Lots of outfits have done drag-and-drop programming systems.
National Instruments "Labview" is probably the best-known, and the best.
The fundamental problem they all encounter is that there is no known way to convert a Flying Code Monkey into an expert programmer and engineer. As ONE example, there is no difference to a Flying Code Monkey between an O(N^2) or O(N^3) process and an O(N log N) process, which means that they must be supplied with canned routines for the O(N log N) algorithms, that can be custom-fit into the quickie graphic kludges they will build.
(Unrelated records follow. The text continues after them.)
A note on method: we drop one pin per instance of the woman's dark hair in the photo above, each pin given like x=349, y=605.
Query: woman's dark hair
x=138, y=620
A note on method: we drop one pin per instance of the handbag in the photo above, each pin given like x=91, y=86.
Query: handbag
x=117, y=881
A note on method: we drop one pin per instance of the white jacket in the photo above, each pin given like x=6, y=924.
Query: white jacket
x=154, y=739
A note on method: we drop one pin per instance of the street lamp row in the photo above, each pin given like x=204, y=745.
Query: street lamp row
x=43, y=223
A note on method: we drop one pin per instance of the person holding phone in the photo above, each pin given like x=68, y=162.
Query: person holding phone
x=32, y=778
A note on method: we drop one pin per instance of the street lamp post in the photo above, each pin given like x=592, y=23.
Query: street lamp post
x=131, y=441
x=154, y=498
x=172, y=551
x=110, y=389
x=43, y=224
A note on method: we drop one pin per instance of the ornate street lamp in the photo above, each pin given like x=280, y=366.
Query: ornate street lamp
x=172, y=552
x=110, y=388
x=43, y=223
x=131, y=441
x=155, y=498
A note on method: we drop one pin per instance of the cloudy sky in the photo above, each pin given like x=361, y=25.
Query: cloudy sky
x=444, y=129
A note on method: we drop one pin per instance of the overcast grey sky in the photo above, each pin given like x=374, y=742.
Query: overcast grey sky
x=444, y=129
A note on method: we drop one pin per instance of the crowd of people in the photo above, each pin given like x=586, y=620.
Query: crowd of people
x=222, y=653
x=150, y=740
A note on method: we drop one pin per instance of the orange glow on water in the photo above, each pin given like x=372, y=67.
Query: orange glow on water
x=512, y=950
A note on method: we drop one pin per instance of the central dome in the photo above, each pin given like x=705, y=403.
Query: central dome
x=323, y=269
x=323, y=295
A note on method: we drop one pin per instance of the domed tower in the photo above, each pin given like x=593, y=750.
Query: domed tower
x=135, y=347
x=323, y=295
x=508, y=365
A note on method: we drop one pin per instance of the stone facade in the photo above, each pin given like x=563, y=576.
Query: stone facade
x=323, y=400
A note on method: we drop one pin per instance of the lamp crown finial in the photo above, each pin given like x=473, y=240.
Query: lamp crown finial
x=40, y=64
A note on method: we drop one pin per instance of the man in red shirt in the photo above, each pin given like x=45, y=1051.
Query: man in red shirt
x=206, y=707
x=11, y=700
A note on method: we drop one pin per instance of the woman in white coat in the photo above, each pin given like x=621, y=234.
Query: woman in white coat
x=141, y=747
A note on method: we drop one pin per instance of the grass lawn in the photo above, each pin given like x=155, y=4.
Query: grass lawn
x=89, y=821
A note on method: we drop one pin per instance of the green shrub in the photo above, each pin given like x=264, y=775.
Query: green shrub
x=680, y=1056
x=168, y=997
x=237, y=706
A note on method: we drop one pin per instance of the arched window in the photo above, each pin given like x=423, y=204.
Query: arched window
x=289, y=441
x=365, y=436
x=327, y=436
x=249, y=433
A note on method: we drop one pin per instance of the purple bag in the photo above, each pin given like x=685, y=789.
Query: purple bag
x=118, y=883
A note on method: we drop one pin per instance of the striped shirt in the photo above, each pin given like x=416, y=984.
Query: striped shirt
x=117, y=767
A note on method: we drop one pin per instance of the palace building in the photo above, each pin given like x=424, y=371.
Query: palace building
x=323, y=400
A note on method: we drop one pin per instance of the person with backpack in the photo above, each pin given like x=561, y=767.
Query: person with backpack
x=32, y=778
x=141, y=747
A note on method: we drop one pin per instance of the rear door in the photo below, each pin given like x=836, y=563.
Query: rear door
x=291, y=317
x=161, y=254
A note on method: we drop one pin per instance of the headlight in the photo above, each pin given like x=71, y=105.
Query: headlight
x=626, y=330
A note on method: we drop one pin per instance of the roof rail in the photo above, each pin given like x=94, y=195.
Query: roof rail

The second problem they all encounter is that, when you supply the special-purpose blocks required by the first problem, overhead imposed by moving the data between the blocks starts to get expensive. I worked with one very nice such system called Rippen. When I profiled, to see where we were hurting on a HIGH!-required-performance sensor processing application, I was rather disturbed to see that some 20% of my CPU time was going to data-moving. (Since I was doing LADAR image processing, doing a fair chunk of floating-point processing on every pixel of an input image, 20% of CPU was a LOT of data-moving overhead.)
You could probably get around part 2 by going to a compiler-based system: you feed it your picture, and it compiles to a heavily-optimized executable program, but I'm not certain that would really fix the issues, and it might hurt the interactive nature of the tool.